Reputation: 3660
I'm looking to scrape the third table off of this website and store it as a data frame. Below is a reproducible example
The third table is the one with "Isiah YOUNG" in the first row, third column.
library(rvest)
library(dplyr)
target_url <-
"https://flashresults.com/2017_Meets/Outdoor/06-22_USATF/004-2-02.htm"
table <- target_url %>%
read_html(options = c("DTDLOAD")) %>%
html_nodes("[id^=splitevents]") # this is the correct node
So far so good.

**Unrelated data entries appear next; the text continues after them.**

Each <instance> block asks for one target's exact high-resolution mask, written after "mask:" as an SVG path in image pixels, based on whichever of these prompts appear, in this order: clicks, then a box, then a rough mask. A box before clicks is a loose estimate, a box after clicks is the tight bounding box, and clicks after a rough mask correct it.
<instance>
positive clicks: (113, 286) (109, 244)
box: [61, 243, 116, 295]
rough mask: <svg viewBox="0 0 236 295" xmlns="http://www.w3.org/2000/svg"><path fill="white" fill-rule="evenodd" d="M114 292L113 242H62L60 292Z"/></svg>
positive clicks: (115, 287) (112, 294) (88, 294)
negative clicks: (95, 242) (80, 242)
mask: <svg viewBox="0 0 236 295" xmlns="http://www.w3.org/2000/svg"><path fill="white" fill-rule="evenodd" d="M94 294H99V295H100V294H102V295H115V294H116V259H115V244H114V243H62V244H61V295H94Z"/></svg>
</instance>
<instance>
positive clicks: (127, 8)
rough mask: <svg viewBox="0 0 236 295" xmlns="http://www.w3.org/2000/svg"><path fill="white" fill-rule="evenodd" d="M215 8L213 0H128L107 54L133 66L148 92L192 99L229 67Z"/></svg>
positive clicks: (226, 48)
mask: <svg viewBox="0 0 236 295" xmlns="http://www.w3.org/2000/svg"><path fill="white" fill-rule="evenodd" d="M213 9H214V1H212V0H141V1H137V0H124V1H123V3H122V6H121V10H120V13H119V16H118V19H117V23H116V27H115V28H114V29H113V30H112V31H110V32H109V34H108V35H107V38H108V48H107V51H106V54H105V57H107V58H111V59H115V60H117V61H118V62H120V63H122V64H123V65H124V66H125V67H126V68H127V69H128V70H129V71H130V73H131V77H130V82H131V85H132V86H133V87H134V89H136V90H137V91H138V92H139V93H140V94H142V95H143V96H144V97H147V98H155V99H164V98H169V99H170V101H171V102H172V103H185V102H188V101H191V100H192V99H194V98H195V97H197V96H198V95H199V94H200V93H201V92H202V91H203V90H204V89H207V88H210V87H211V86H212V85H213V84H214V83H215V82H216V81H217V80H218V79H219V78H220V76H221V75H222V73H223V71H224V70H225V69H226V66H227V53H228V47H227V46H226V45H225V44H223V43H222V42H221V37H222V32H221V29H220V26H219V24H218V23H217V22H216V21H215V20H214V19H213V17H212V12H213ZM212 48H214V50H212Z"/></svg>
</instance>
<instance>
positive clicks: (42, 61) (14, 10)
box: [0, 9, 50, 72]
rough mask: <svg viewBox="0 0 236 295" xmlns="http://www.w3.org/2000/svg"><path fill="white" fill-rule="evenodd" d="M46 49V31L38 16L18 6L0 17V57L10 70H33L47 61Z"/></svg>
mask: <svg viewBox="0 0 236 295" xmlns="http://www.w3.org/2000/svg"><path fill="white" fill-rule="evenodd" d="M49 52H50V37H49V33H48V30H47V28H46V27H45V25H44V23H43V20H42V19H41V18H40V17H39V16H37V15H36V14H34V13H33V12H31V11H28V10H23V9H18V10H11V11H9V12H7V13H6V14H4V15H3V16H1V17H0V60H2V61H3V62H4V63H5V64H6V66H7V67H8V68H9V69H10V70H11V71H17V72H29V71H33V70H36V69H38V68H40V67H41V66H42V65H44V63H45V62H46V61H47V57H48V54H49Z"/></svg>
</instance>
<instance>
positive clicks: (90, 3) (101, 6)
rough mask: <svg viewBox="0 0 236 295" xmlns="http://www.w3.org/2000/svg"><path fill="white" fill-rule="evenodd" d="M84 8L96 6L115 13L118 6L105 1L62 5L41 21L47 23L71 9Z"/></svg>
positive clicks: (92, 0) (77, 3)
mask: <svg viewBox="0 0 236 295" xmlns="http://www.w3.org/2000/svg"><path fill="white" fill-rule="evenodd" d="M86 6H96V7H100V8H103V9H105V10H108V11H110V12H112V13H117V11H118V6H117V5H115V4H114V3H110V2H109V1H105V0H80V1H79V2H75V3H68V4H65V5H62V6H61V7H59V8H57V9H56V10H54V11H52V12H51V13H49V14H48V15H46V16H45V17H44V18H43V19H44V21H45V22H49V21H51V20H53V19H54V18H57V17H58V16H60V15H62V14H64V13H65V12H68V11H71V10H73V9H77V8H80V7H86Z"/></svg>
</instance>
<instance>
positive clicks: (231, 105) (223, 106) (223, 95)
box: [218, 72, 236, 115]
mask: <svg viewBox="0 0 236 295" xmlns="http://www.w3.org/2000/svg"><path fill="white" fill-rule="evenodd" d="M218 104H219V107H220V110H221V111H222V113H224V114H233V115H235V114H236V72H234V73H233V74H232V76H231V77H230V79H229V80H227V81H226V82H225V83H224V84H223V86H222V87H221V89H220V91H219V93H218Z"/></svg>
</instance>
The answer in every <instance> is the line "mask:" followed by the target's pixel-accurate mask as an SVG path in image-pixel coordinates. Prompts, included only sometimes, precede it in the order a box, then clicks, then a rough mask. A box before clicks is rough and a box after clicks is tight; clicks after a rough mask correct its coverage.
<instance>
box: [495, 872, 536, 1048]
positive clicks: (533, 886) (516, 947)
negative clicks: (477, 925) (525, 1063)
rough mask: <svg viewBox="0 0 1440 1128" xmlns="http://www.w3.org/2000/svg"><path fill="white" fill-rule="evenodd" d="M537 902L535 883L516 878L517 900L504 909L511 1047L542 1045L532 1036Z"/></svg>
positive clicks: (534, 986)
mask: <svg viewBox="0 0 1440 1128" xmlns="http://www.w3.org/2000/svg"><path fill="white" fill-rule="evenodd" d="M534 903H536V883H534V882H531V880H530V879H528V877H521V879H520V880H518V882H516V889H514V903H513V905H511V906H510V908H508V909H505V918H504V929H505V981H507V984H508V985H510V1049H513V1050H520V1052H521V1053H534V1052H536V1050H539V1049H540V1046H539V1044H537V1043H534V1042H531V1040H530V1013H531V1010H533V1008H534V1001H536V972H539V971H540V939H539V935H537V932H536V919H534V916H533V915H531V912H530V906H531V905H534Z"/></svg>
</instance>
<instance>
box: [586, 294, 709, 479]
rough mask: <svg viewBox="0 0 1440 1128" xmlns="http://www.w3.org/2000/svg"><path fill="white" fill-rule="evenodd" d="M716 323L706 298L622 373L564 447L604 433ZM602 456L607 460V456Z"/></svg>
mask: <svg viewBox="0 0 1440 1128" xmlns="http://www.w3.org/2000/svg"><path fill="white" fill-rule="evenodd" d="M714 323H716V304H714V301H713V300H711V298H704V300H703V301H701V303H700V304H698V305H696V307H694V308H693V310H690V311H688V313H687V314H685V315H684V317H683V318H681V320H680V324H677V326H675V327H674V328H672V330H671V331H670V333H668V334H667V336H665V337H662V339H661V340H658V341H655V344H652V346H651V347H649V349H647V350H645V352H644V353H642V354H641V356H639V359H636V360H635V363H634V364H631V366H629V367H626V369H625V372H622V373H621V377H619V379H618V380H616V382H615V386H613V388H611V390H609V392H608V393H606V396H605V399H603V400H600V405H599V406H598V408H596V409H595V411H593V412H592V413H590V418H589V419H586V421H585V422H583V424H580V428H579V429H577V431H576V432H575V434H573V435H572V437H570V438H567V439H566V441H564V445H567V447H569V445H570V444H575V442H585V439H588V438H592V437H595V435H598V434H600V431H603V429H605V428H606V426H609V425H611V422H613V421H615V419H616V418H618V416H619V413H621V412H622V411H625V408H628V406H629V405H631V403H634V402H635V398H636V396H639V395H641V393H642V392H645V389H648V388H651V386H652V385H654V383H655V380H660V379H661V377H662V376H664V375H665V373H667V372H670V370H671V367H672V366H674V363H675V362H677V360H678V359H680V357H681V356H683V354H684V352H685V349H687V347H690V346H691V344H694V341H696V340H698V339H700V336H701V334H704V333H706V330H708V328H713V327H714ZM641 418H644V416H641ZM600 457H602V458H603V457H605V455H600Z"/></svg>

Printing table[[1]]
shows the contents I want.
table[[1]]
{html_node}
<table id="splitevents" class="sortable" align="center">
[1] <tr>\n<th class="sorttable_nosort" width="20">Pl</th>\n<th class="sorttable_nosort" width="20">Ln</th>\n<th ...
[2] <td>1</td>\n
[3] <td>6</td>\n
[4] <td></td>\n
[5] <td>Isiah YOUNG</td>\n
[6] <td></td>\n
[7] <td>NIKE</td>\n
[8] <td>20.28 Q</td>\n
[9] <td><b><font color="grey">0.184</font></b></td>
[10] <td>2</td>\n
[11] <td>7</td>\n
[12] <td></td>\n
[13] <td>Elijah HALL-THOMPSON</td>\n
[14] <td></td>\n
[15] <td>Houston</td>\n
[16] <td>20.50 Q</td>\n
[17] <td><b><font color="grey">0.200</font></b></td>
[18] <td>3</td>\n
[19] <td>9</td>\n
[20] <td></td>\n
...
However, passing this to html_table
results in an empty data frame.
table[[1]] %>%
html_table(fill = TRUE)
[1] Pl Ln Athlete Affiliation Time
<0 rows> (or 0-length row.names)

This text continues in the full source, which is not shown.